Understanding Housing Collapse
Been reading this forum for a long time, and have been able to learn a moutain of information from the many self-made experts in here. One thing I have never been able to fully grasp though is why owning a house that you paid 250,000 for, and having housing prices plummet to where the house you bought at 250,000 is now worth 190,000 forces people to sell. Their mortgage payment has not changed from when they first purchased the home (unless interest rates creeped up a bit) but why is this generating forclosures? Are people put off by the fact that their house is undervalued? Won't corrections come to fruition and provide them with an apprecation in value over time again? Maybe I'm missing something. Thankyou to anyone who can give me a better understanding of what's going on here.
You said it, as long as you can make the payments your house will be yours. The OSFI just released they are going to back off possible legislation that would make banks approve you all over again every time your mortgage term is up. So change a job with lower salary/ mat leave whatever, and you could be screwed. They are not doing this now for the reason that if you are showing history of making payments OK, that is enough reason to leave you alone.
However, losing your job, becoming disabled, etc or have financial hardship, you could be forced to sell.
Iccarus, the way to look at this situation is this : house prices do not drop 25% ($250k > $190K) for no reason.
There is usually a recession going on, a credit crunch going on, or some other significant reason that causes such a drop.
That same reason also causes widespread unemployment.
Often times, both spouses are left without work at the same time (the "Two Income Trap").
So employment is the key factor here that determines whether people sell or not.
And when there are more sellers than buyers, what happens - yep, prices go down.
Ah yes, I forgot to factor in the cause of the downturn. Its the combination of the lack of income and the devaluing that is causing it all. Thankyou very much, it seems so simple now, I feel kind of dumb for not connecting the dots.
Originally Posted by HaroldCrump
To add to Harold's post, there's a lot of people who can just barely afford their mortgage and living expenses during good times, let alone during a recession ... even when only one spouse loses their job.
The fact that OSFI backed off from legislation requiring re approval when mortgage term is up or requiring HELOC to be amortized is a clear sign they are getting extremely nervous and know that the slightest catalyst will have bring the housing collapse in full swing.
Originally Posted by Jungle
We are in the process of selling our house and downsizing.

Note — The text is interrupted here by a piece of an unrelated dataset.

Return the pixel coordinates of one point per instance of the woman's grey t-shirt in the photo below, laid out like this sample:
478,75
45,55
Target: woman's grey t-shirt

Our real estate agent tells us that when the mortgage expires and is up for renewal, some lenders are asking for a new appraisal on the home. In some cases this appraisal comes in at less than the outstanding mortgage balance. The bank then asks the mortgagee to pay the mortgage down to the appraised value. The bank or mortgage company does not want, for example, to hold a $250K mortgage on a house that is now only worth $190K. Our agemt tells us that some people are being forced to sell. This is in the Calgary market where prices are still not what they were at the height of the market in 2007/2008. This is especially true for those homes where the owner may be depending upon some sort of mortgage helper that the bank will not include in their calculations. Not sure how common it is, but this is what we were told. Not a great situation for some folks to be in.

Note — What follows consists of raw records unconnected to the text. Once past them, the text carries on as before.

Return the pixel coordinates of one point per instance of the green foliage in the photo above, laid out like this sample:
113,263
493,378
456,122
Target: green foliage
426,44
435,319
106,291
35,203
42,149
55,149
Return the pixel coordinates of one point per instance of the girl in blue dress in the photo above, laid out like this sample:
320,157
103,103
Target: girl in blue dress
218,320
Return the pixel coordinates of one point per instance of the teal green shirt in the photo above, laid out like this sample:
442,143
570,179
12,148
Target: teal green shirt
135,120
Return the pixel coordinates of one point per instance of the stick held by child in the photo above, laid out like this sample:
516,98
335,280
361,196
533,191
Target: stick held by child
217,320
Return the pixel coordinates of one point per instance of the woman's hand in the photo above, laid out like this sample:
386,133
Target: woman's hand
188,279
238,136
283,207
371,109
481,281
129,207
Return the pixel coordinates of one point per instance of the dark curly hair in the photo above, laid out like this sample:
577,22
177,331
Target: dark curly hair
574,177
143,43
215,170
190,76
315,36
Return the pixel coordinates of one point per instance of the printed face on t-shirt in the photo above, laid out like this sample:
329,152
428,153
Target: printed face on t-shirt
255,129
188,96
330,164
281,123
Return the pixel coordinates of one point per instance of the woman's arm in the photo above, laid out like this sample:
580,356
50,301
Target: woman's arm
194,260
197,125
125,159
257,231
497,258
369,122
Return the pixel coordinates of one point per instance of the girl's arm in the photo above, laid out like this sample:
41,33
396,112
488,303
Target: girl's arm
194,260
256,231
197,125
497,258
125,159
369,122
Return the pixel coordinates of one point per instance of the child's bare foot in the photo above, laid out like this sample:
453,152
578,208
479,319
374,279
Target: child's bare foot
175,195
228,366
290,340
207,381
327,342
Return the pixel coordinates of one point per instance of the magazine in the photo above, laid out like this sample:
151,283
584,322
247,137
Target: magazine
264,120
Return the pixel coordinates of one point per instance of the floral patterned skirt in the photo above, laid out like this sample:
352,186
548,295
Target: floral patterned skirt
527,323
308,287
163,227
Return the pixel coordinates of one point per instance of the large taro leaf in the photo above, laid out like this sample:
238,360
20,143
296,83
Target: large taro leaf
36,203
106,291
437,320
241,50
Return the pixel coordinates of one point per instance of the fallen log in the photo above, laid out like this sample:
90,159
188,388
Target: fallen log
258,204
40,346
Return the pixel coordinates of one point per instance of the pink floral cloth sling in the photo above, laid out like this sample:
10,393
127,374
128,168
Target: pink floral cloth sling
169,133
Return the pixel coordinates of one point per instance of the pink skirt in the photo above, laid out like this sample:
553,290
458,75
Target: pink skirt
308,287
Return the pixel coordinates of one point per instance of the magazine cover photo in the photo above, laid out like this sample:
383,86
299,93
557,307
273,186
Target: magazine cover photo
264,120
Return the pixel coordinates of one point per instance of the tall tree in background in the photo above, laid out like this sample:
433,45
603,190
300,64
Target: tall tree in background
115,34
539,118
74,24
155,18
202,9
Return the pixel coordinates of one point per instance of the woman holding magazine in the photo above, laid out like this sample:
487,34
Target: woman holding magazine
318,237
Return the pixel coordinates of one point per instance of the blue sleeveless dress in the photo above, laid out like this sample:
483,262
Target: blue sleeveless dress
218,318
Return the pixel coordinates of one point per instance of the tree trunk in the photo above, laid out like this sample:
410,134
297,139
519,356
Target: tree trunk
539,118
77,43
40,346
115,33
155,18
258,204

Some people just have to sell: Howard mentioned unemployment, but there's also divorce, having to move for a job, and I'm sure some other factors that aren't coming to mind at the moment. If you're underwater, then that process gets even more painful and could lead to foreclosure. Plus there's always a (very) small background level of people that just simply have bad credit and have to bail on their house or get foreclosed on when they run into any kind of large financial stress (like a major repair, or an emergency last minute bachelor party in Vegas).
Typically, in Canada people are not forced to sell because they do not have giant mortgages they can't afford to make payments on. When real estate dips, they put their house on the market at an unrealistic price and it sits there forever. They refuse to take a loss. Eventually they take the house off the market and decide to keep it, maybe fix it up, add another room or something rather than move.

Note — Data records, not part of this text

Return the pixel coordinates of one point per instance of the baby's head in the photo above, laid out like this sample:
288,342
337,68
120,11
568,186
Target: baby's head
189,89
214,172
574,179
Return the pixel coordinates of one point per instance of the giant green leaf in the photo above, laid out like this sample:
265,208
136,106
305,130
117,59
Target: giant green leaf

This is why dips in Canada are usually small and short lived. There may be a few houses dumped on the market because the sellers have to move, or divorce, death etc. but usually the listings get thin in a down market.
The American situation is totally different. In the US in the 2000s they were handing out mortgages like candy at Halloween. 100% financing or more, to people who did not qualify by any rational standard, mortgages that had to be renewed every 2 or 3 years, and whose only hope was that prices would rise enough to bail them out. When prices dipped it started an avalanche of defaults and foreclosures that has not ended yet.
Basically the whole thing was a series of scams, where crook mortgage lenders and big banks kept passing the hot potato to some other sucker until Uncle Sam ended up bailing out the whole mess and sweeping it under the rug.
I would think HELOC loans in an area where home prices are falling, would get close scrutiny from lenders.